1. Find the distance, in km, between Ship A and Ship B when x=4 km and y=3 km (seems simple, use pythagorean theorem to get hypotenuse = 5 km)
2. Find the rate of change, in km/hr, of the distance between the two ships when x=4km and y=3km. (Think I got this, using implicit on pytahgorean theorem I get -6km/hr)
3. Let theta be the angle [at ship A, between the x axis and hypotenuse]. Find the rate of change of theta, in radians per hour, when x=4km and y=3km. (Not sure how this is done)
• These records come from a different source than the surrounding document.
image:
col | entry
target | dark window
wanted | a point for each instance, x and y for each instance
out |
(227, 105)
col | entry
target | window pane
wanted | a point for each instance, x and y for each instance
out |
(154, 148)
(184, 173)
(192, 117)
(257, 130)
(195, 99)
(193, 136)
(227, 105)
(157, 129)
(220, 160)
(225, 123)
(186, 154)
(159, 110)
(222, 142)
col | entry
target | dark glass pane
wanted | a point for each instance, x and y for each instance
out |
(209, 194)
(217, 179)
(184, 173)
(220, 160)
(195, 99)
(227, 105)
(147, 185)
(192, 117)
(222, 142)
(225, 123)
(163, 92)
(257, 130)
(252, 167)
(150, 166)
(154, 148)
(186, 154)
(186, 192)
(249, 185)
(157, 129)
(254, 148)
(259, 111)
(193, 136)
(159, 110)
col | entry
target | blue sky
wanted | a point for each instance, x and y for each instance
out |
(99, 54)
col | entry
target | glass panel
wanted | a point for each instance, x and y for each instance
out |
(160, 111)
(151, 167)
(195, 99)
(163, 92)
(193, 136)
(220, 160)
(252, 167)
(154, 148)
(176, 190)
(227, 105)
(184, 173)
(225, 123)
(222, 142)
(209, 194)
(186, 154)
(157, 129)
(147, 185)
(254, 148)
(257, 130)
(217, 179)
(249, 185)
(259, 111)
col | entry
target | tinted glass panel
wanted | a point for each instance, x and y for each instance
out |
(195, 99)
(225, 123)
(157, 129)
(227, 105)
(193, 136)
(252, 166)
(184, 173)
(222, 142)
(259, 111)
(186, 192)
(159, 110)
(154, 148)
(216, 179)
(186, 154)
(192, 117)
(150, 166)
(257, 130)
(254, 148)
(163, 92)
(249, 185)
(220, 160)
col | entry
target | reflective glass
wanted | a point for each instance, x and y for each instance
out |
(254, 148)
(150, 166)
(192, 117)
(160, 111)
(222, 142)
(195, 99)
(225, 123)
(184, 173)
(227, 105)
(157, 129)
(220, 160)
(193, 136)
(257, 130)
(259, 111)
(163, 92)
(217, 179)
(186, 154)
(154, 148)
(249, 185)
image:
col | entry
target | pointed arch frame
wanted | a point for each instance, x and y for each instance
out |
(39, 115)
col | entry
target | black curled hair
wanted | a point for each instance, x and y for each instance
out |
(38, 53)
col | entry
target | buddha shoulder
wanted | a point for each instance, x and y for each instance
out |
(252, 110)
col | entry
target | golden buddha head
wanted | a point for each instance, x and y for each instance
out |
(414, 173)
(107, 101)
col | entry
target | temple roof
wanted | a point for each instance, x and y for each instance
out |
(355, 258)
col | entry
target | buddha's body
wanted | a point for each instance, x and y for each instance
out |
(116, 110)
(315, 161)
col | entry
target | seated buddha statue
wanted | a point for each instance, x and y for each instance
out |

2. Originally Posted by Harryhit4
Sorry if my title sucked! I'm doing some Calculus homework, but these two problems are a bit confusing. Thanks for taking the time to look:

Consider the curve defined by 2y^3 + 6x^(2)y - 12x^2 + 6y = 1

1. Find dy/dx (Found using implicit differentiation); (4x-2xy)/(x^2+y^2+1))
2. Write an equation of each horizontal tangent line to the curve (Don't understand)
3. The line through the origin with slope -1 is tangent to the curve at point P. Find the x and y coordinates at point P. (Also don't understand)
--

2. The equation of a horizontal line is of the form y=k.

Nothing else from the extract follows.